And while recent (large) unau- thorised Burma protests in Parliament Square have been virtually unpoliced, peace protestors (individuals or small groups) continue to be hassled by the police.

It may be a result of activists' efforts, or the difficulties the police have implementing SOCPA, or just pressure from MPs: whatever the reason, the Home Office are "consulting" on SOCPA reform.

"Managing protest around Parliament" can be downloaded from the Home Office website and submissions must be made by 17 January 2008.

The www.repeal-socpa.info website will be updated with information for submissions to the consultation. There's a public meeting on 2 December (see p20).

Brian Haw

On 29 October, the Met were taken to Southwark Crown Court by Brian Haw, the round-the-clock Parliament Square protestor, who was challenging their right to remove his anti-war display, seized in May 2006 (see PN 2474). The police were ordered to return Brian's letters and documents, and to give him a list of all other items seized - but his display will not be returned.

Because the Greater London Authority now refuses to allow tents on the grass in Parliament Square, since October the tents of Brian's supporters' are on the pavement opposite Parliament - while GLA spends a fortune on security guards to make sure noone encroaches on the grass.

Lt Watada

In June 2006, Lt. Ehren Watada became the highest ranking US officer to refuse to fight in Iraq, on the grounds that he would be participating in war crimes.

After numerous court appearances Watada looks like winning on a technicality. However if the case continues it may force US judges to rule that the invasion was indeed unlawful.

Iraqi nonviolence

Since 2005 a network of organisations and individuals belonging to different ethnic, ideological and religious groups has been established in the common cause of seeking a nonviolent resolution to the continued fighting in Iraq.

Satisfying the desperate needs of the people is an immediate priority, but the long-term objective is to increase awareness of nonviolent strategies through education, training and support networks.

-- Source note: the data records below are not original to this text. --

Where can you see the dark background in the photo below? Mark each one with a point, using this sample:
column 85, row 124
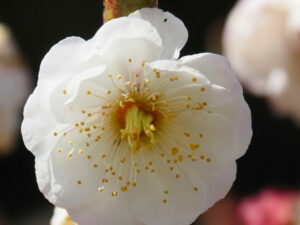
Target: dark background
column 273, row 156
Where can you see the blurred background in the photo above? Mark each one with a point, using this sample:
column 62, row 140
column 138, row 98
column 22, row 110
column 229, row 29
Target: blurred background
column 272, row 161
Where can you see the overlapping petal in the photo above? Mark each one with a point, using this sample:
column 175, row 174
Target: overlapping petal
column 76, row 125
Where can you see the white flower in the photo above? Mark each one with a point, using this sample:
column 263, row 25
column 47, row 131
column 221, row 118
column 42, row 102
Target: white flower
column 123, row 133
column 61, row 217
column 262, row 41
column 14, row 88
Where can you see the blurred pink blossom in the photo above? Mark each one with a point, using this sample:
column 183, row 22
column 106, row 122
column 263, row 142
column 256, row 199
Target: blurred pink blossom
column 270, row 207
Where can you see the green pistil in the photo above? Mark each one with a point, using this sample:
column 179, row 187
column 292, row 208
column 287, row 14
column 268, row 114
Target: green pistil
column 139, row 129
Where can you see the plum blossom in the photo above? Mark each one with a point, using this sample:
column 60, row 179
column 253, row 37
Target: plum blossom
column 270, row 207
column 61, row 217
column 261, row 40
column 14, row 88
column 126, row 133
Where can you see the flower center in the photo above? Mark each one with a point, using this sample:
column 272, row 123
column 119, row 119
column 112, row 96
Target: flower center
column 138, row 127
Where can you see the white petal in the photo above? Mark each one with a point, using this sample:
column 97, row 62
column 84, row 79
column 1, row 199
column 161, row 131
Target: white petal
column 171, row 30
column 131, row 59
column 37, row 125
column 125, row 28
column 113, row 212
column 217, row 69
column 60, row 217
column 63, row 59
column 219, row 183
column 182, row 86
column 181, row 205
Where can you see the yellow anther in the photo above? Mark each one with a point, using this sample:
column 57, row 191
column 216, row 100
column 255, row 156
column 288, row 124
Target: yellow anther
column 124, row 188
column 80, row 151
column 152, row 127
column 100, row 189
column 136, row 130
column 187, row 134
column 194, row 146
column 174, row 150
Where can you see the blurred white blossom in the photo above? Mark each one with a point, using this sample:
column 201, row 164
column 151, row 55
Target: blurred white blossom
column 14, row 88
column 125, row 133
column 61, row 217
column 262, row 41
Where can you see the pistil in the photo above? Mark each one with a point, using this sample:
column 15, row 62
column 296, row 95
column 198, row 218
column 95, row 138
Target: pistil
column 139, row 128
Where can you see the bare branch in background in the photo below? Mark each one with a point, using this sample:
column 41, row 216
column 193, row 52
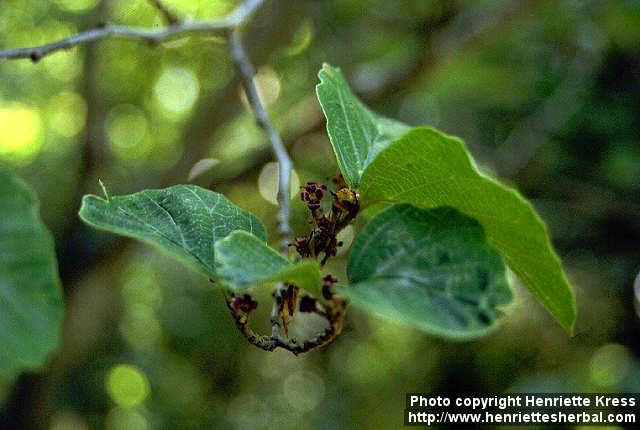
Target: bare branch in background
column 219, row 27
column 166, row 13
column 247, row 73
column 227, row 27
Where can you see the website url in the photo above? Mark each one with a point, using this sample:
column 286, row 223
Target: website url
column 516, row 418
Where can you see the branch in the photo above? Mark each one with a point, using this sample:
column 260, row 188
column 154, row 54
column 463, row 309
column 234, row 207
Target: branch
column 218, row 27
column 247, row 73
column 167, row 14
column 245, row 68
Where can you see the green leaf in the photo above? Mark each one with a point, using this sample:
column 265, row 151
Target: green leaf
column 184, row 221
column 357, row 134
column 431, row 268
column 243, row 260
column 430, row 169
column 31, row 306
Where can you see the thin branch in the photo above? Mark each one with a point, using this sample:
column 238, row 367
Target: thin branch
column 247, row 73
column 170, row 17
column 219, row 27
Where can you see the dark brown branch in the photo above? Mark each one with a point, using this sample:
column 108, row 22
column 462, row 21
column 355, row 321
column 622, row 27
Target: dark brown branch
column 335, row 318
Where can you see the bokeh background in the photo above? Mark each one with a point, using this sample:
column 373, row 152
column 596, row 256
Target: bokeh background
column 545, row 93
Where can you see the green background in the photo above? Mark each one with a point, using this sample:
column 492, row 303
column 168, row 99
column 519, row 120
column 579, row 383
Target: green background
column 546, row 94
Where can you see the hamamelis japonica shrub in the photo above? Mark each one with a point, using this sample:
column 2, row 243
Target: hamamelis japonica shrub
column 434, row 254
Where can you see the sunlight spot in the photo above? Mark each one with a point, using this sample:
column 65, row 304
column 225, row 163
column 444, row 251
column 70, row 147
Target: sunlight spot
column 127, row 385
column 140, row 327
column 20, row 131
column 177, row 90
column 610, row 364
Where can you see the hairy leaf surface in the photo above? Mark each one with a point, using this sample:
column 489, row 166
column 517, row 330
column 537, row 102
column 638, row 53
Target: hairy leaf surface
column 185, row 221
column 243, row 260
column 430, row 268
column 357, row 134
column 428, row 169
column 31, row 307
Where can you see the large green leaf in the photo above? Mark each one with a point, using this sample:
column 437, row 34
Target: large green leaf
column 243, row 260
column 431, row 268
column 357, row 134
column 184, row 221
column 31, row 307
column 429, row 169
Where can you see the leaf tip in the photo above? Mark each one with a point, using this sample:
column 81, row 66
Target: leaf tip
column 106, row 193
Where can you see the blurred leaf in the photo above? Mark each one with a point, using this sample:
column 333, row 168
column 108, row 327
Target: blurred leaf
column 243, row 260
column 202, row 167
column 184, row 221
column 431, row 268
column 31, row 307
column 429, row 169
column 356, row 133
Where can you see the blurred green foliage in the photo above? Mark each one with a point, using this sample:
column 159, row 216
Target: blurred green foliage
column 546, row 94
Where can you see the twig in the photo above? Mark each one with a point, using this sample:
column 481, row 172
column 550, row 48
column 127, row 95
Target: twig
column 170, row 17
column 243, row 64
column 227, row 27
column 247, row 73
column 218, row 27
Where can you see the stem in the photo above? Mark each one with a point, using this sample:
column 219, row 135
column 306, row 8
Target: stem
column 247, row 73
column 154, row 36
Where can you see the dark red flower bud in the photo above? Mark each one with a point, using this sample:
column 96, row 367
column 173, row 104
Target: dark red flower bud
column 244, row 303
column 327, row 283
column 302, row 246
column 307, row 304
column 323, row 222
column 312, row 193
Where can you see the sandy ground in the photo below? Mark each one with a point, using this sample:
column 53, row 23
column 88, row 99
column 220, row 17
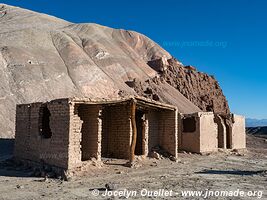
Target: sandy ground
column 220, row 171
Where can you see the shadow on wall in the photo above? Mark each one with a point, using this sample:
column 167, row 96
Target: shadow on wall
column 235, row 172
column 6, row 146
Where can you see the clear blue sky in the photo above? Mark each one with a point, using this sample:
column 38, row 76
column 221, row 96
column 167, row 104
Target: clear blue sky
column 225, row 38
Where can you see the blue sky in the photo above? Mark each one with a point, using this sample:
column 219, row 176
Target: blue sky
column 224, row 38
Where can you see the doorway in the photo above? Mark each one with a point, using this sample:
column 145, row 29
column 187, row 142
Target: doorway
column 140, row 127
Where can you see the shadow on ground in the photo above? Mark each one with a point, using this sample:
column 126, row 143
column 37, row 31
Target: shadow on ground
column 233, row 172
column 6, row 152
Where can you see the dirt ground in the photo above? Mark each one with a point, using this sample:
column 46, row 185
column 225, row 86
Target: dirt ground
column 218, row 172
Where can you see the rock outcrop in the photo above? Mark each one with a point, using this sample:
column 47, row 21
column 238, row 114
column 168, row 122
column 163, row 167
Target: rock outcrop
column 200, row 88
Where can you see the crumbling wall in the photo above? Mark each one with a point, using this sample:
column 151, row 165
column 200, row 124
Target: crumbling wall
column 91, row 131
column 189, row 141
column 238, row 132
column 203, row 137
column 153, row 129
column 85, row 133
column 117, row 132
column 168, row 125
column 222, row 131
column 27, row 138
column 208, row 132
column 32, row 145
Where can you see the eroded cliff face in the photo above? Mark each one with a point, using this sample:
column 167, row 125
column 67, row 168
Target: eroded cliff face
column 200, row 88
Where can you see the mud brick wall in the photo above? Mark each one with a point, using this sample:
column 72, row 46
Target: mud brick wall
column 91, row 131
column 238, row 132
column 189, row 141
column 75, row 137
column 153, row 119
column 168, row 131
column 31, row 145
column 27, row 137
column 54, row 150
column 116, row 133
column 208, row 132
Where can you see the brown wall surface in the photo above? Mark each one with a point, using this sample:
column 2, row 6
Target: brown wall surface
column 116, row 131
column 30, row 144
column 208, row 132
column 238, row 132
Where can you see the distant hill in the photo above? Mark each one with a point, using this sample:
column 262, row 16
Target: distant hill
column 44, row 58
column 256, row 122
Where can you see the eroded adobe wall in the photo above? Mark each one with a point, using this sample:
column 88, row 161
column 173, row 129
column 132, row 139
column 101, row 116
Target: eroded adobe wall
column 153, row 139
column 208, row 132
column 27, row 137
column 222, row 131
column 168, row 131
column 32, row 145
column 189, row 141
column 238, row 132
column 85, row 133
column 117, row 131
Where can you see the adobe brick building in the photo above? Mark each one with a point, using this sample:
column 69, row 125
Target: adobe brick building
column 65, row 133
column 206, row 132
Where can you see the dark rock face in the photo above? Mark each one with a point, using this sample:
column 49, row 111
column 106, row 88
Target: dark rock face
column 200, row 88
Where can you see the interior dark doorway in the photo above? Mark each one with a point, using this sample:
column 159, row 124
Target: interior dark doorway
column 139, row 117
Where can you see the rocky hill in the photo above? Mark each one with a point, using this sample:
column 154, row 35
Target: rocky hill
column 43, row 57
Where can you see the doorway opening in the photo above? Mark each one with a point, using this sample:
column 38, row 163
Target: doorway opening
column 140, row 126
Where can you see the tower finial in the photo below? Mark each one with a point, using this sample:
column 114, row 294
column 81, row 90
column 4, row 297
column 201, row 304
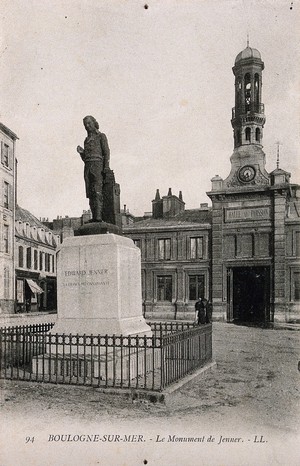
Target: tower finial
column 278, row 143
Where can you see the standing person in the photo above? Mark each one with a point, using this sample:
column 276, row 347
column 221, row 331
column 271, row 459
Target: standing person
column 208, row 311
column 96, row 162
column 200, row 308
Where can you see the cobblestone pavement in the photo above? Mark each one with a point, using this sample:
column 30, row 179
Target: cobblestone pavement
column 249, row 404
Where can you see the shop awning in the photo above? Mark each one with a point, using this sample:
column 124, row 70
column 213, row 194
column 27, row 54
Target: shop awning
column 35, row 288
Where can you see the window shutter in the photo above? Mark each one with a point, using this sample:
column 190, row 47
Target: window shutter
column 10, row 197
column 10, row 161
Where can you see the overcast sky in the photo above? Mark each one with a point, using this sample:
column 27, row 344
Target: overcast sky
column 158, row 80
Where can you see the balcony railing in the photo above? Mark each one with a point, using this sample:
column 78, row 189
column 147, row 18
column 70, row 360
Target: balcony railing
column 252, row 108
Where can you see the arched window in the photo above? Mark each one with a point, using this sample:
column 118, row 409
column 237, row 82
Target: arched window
column 21, row 256
column 256, row 92
column 247, row 81
column 257, row 134
column 248, row 134
column 6, row 283
column 28, row 258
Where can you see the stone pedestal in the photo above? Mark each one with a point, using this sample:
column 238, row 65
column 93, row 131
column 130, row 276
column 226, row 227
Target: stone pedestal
column 99, row 287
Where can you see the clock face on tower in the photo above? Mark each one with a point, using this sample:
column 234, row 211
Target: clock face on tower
column 247, row 173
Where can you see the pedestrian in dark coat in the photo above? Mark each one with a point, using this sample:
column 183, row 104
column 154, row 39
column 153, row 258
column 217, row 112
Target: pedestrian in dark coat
column 200, row 308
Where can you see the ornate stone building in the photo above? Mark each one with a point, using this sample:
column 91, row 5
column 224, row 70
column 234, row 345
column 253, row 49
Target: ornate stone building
column 7, row 213
column 35, row 263
column 255, row 217
column 244, row 253
column 175, row 253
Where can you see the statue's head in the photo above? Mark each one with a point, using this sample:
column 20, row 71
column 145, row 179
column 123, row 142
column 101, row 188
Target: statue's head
column 90, row 122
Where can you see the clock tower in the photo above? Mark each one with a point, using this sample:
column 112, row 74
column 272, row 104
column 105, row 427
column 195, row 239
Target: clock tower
column 248, row 119
column 253, row 229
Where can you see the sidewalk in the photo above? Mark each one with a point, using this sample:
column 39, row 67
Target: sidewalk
column 254, row 391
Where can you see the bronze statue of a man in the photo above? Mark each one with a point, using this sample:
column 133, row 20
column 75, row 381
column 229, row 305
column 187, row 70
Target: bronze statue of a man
column 96, row 163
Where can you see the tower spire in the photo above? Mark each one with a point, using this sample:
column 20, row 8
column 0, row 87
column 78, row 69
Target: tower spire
column 248, row 114
column 278, row 143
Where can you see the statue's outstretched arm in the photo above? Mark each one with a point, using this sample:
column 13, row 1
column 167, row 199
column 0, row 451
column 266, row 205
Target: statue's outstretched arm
column 80, row 151
column 105, row 150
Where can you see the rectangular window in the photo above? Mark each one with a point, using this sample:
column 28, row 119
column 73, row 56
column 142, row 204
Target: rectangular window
column 6, row 283
column 35, row 259
column 229, row 246
column 296, row 286
column 297, row 240
column 164, row 288
column 41, row 261
column 6, row 195
column 21, row 258
column 164, row 249
column 196, row 287
column 28, row 258
column 196, row 245
column 6, row 238
column 137, row 243
column 5, row 155
column 20, row 291
column 46, row 262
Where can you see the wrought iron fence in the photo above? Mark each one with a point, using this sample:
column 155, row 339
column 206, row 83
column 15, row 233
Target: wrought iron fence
column 154, row 362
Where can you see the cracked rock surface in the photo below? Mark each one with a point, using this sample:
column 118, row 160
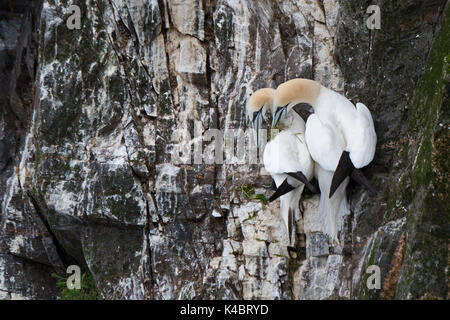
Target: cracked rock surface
column 97, row 168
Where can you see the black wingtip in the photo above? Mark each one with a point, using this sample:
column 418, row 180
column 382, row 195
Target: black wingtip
column 284, row 188
column 359, row 177
column 291, row 228
column 302, row 178
column 344, row 169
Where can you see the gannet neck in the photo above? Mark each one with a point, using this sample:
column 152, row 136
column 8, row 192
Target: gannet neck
column 293, row 122
column 297, row 91
column 262, row 98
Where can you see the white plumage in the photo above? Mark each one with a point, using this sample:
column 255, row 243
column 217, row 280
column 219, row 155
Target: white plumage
column 336, row 127
column 285, row 153
column 288, row 153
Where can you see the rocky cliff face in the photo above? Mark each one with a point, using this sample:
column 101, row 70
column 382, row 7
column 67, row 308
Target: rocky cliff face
column 101, row 129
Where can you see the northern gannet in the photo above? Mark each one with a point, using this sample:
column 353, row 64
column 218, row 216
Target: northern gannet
column 340, row 138
column 286, row 158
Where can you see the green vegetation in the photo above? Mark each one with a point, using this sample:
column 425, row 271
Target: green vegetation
column 88, row 289
column 251, row 215
column 249, row 192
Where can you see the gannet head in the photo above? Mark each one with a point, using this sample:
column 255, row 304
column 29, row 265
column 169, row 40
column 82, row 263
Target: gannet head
column 292, row 92
column 257, row 104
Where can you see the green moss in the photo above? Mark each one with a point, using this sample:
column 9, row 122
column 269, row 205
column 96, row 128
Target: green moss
column 249, row 193
column 88, row 289
column 424, row 183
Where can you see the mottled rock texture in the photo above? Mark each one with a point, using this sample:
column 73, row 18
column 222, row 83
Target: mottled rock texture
column 93, row 148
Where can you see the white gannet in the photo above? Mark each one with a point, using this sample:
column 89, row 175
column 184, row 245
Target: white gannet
column 286, row 158
column 340, row 138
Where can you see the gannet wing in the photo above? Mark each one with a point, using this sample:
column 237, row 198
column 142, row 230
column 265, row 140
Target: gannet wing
column 322, row 142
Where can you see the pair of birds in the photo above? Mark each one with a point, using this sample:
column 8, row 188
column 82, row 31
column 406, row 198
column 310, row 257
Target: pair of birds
column 337, row 140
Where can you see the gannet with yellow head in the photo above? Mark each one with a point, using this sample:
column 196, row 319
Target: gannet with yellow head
column 340, row 137
column 286, row 158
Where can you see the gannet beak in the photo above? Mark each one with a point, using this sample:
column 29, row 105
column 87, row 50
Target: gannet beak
column 256, row 123
column 278, row 115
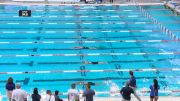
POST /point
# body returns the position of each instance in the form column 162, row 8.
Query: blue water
column 61, row 24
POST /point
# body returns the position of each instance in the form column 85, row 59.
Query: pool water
column 44, row 50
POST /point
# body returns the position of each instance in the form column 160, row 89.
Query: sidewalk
column 168, row 98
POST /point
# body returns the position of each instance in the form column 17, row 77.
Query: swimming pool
column 43, row 50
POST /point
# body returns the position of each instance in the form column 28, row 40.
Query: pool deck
column 144, row 98
column 168, row 98
column 78, row 3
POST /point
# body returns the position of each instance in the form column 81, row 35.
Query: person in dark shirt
column 35, row 96
column 126, row 92
column 10, row 86
column 88, row 93
column 56, row 95
column 154, row 91
column 132, row 80
column 132, row 84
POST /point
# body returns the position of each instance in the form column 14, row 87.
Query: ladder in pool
column 155, row 21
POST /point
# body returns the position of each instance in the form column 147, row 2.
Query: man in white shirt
column 49, row 96
column 73, row 94
column 18, row 94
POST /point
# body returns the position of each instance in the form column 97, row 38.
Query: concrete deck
column 168, row 98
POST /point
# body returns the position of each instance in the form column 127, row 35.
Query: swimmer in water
column 84, row 47
column 96, row 62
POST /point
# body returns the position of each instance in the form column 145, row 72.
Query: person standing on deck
column 132, row 84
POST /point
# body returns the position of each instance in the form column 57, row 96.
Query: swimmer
column 84, row 47
column 89, row 83
column 88, row 62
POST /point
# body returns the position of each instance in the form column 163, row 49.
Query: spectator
column 56, row 96
column 132, row 84
column 49, row 96
column 10, row 86
column 18, row 94
column 73, row 94
column 154, row 91
column 126, row 92
column 88, row 93
column 35, row 96
column 132, row 81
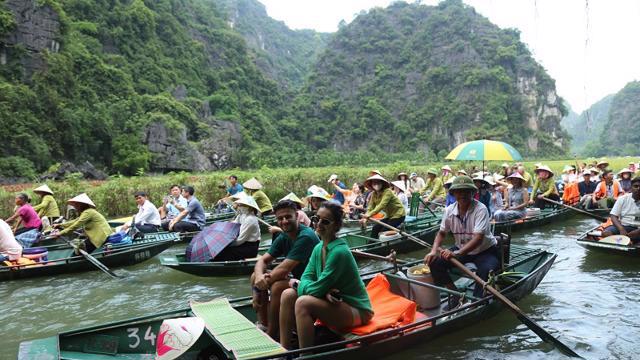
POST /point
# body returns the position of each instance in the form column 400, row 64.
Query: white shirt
column 627, row 210
column 147, row 214
column 249, row 228
column 475, row 221
column 7, row 240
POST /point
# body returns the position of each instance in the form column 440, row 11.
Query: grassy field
column 114, row 197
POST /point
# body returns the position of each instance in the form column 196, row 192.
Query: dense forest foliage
column 406, row 82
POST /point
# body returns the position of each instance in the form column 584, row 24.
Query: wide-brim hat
column 385, row 183
column 252, row 184
column 516, row 175
column 544, row 168
column 399, row 185
column 293, row 197
column 248, row 201
column 82, row 199
column 463, row 182
column 178, row 335
column 43, row 189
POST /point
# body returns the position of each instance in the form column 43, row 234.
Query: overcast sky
column 589, row 46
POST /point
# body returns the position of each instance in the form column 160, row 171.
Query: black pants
column 147, row 228
column 185, row 226
column 375, row 231
column 540, row 203
column 240, row 252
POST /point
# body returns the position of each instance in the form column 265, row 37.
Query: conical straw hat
column 44, row 188
column 83, row 199
column 252, row 184
column 248, row 201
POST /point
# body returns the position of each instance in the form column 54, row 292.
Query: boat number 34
column 134, row 337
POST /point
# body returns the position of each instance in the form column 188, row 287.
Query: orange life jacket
column 601, row 190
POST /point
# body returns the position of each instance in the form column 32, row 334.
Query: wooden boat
column 136, row 338
column 62, row 260
column 425, row 229
column 546, row 216
column 591, row 242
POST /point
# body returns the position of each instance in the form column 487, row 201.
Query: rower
column 48, row 206
column 254, row 188
column 468, row 220
column 295, row 244
column 625, row 214
column 95, row 225
column 383, row 199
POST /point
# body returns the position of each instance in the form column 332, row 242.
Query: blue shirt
column 232, row 190
column 196, row 212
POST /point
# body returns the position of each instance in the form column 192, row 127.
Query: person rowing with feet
column 295, row 243
column 625, row 214
column 468, row 220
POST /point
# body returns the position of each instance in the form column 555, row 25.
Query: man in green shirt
column 295, row 243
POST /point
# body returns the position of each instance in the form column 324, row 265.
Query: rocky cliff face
column 37, row 29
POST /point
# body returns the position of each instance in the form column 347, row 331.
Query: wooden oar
column 542, row 333
column 595, row 216
column 93, row 260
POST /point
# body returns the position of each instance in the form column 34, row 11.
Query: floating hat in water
column 248, row 201
column 252, row 184
column 83, row 199
column 176, row 336
column 43, row 189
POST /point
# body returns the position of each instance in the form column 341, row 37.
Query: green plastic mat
column 234, row 331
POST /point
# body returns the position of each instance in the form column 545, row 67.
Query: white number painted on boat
column 148, row 335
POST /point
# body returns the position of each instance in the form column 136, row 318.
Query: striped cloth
column 211, row 241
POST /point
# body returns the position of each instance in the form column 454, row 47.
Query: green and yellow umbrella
column 484, row 150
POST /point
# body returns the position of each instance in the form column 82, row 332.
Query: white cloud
column 588, row 62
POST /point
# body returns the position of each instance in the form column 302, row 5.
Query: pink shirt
column 29, row 217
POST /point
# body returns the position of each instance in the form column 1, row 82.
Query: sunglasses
column 320, row 220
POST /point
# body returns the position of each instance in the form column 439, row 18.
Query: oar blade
column 544, row 335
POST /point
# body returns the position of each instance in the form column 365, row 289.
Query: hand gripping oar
column 93, row 260
column 542, row 333
column 595, row 216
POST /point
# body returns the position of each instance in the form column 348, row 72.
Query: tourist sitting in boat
column 383, row 199
column 416, row 182
column 330, row 289
column 447, row 173
column 254, row 188
column 245, row 246
column 468, row 220
column 172, row 206
column 625, row 179
column 9, row 247
column 625, row 214
column 48, row 206
column 295, row 244
column 399, row 190
column 404, row 179
column 24, row 215
column 303, row 218
column 147, row 220
column 607, row 191
column 433, row 190
column 544, row 187
column 586, row 187
column 94, row 224
column 337, row 195
column 516, row 199
column 192, row 218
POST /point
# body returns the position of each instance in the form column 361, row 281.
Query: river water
column 589, row 301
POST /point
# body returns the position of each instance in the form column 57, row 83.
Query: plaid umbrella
column 211, row 241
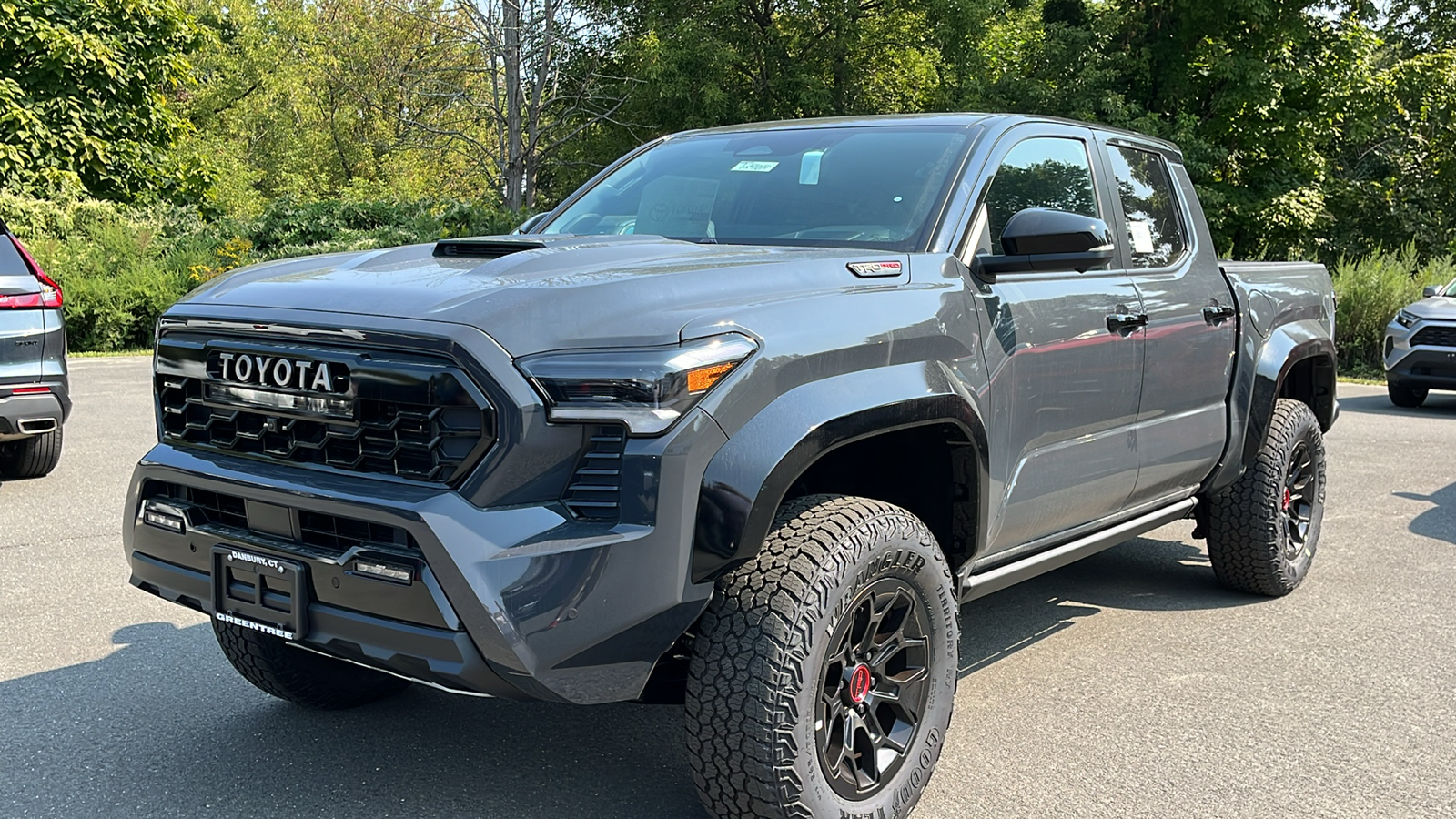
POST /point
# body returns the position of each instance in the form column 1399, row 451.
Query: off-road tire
column 762, row 649
column 1249, row 544
column 298, row 675
column 1410, row 397
column 31, row 458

A third "Iraqi week for nonviolence" is planned for 2008. "Salaam is not just a greeting - it is the goal," says Sami A. Rasouli, director of the Muslim Peacemaker Team in Najaf.

BANg action academy

After a successful fun and exciting summer camp/project involving over 20 young Europeans from Ban All Nukes generation (BANg)and 20 Japanese students from NGO Peace Boat, the global youth network for nuclear disarmament is expanding!

BANg held a protest, jointly with the Peace Boat students, calling for a nuclear-free Europe in a nuclear free-world, safe for all.

Following this, some of the Europeans joined Peace Boat in a journey across the Atlantic to New York, where we taught and talked with the Japanese students more about nuclear issues, and learned from Michi San, the Hibakusha who was also on board.

The trip ended in a visit to the Office of Disarmament Affairs where we handed in a statement written by a multinational team, and a peace festival in New York on Nagasaki day.

The Japanese students were so moved and motivated by our talks of anti-nuclear activism and the need for change they held their own protest on October 1st at the British Embassy in Tokyo in solidarity with the F365 Big Blockade.